Consider a software company whose free trial sign-up rate has stalled. Testing the sign-up button’s color alone is unlikely to change much, since color rarely affects a visitor’s decision to commit to a trial. Testing the surrounding value proposition, such as adding “No credit card required” next to the button, addresses an actual objection and is far more likely to move the sign-up rate.
Getting more value from your test results
A/B testing only works when a test actually reaches a valid conclusion, and that happens less often than most teams expect. Research published in Harvard Business Review found that at companies like Google and Bing, only 10 to 20 percent of controlled experiments generate a positive result. That’s a normal part of the process, not a sign that testing isn’t working.
Treating every test as a learning opportunity, win or lose, is what makes a testing program valuable over time. Platforms like QuestionPro support this by making it straightforward to build test variants, randomly assign respondents, and export results for deeper statistical analysis. Pairing A/B tests with broader customer feedback and surveys gives you both the what and the why behind user behavior. For sites with enough traffic to support deeper analysis, tools like ANOVA testing and other quantitative data analysis software help confirm whether your results are statistically real. Combining these with dedicated website optimization tools rounds out a complete testing workflow.
Frequently Asked Questions (FAQs)
A/B testing changes one element and compares two versions.
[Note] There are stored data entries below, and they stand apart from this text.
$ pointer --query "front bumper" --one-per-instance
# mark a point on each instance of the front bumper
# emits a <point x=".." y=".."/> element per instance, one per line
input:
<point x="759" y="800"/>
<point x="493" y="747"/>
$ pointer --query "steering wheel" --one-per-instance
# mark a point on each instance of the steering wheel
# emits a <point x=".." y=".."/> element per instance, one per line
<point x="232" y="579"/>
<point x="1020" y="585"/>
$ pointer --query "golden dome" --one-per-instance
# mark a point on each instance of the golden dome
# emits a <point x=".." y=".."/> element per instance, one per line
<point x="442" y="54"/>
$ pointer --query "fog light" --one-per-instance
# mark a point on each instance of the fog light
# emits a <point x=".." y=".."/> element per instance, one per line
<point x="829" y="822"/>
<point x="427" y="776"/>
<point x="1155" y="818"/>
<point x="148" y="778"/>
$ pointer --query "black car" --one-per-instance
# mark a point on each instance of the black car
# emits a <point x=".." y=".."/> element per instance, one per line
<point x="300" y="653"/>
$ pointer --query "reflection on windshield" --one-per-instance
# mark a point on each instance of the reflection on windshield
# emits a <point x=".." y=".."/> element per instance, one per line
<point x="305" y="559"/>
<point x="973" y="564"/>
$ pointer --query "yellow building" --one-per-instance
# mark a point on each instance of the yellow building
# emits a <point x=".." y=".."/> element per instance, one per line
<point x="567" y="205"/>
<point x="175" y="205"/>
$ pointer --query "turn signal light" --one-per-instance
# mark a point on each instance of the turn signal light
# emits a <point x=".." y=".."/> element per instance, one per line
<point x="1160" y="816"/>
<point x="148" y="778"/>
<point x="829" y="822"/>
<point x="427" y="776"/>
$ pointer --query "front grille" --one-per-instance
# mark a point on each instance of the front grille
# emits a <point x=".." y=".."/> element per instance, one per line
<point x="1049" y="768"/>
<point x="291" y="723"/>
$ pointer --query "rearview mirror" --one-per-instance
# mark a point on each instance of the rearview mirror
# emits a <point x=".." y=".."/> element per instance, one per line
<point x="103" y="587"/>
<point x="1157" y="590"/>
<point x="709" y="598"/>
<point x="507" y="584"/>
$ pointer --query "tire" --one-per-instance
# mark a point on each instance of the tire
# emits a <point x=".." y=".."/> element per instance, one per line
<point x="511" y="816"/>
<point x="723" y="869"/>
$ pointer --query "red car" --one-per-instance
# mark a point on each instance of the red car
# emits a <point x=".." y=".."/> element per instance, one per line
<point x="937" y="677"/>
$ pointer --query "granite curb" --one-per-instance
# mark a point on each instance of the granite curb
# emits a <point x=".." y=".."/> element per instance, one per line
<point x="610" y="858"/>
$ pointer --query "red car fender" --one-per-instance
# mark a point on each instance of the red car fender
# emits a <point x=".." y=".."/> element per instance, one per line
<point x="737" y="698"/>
Multivariate testing changes several elements at once and measures every combination, which needs significantly more traffic to produce a reliable result.
Most tests need one to four weeks to reach statistical significance, depending on traffic volume and the size of the effect you’re trying to detect. Ending a test too early risks a false result.
There’s no fixed number. Lower-traffic pages or smaller expected effects need larger sample sizes to produce a statistically reliable result, while high-traffic pages can often reach significance faster.
Yes. Teams use A/B testing for email subject lines, app features, ad copy, and survey question wording, not just web pages.
Testing multiple changes at once is a common mistake. It makes it impossible to know which specific change caused the result, which defeats the purpose of running a controlled test.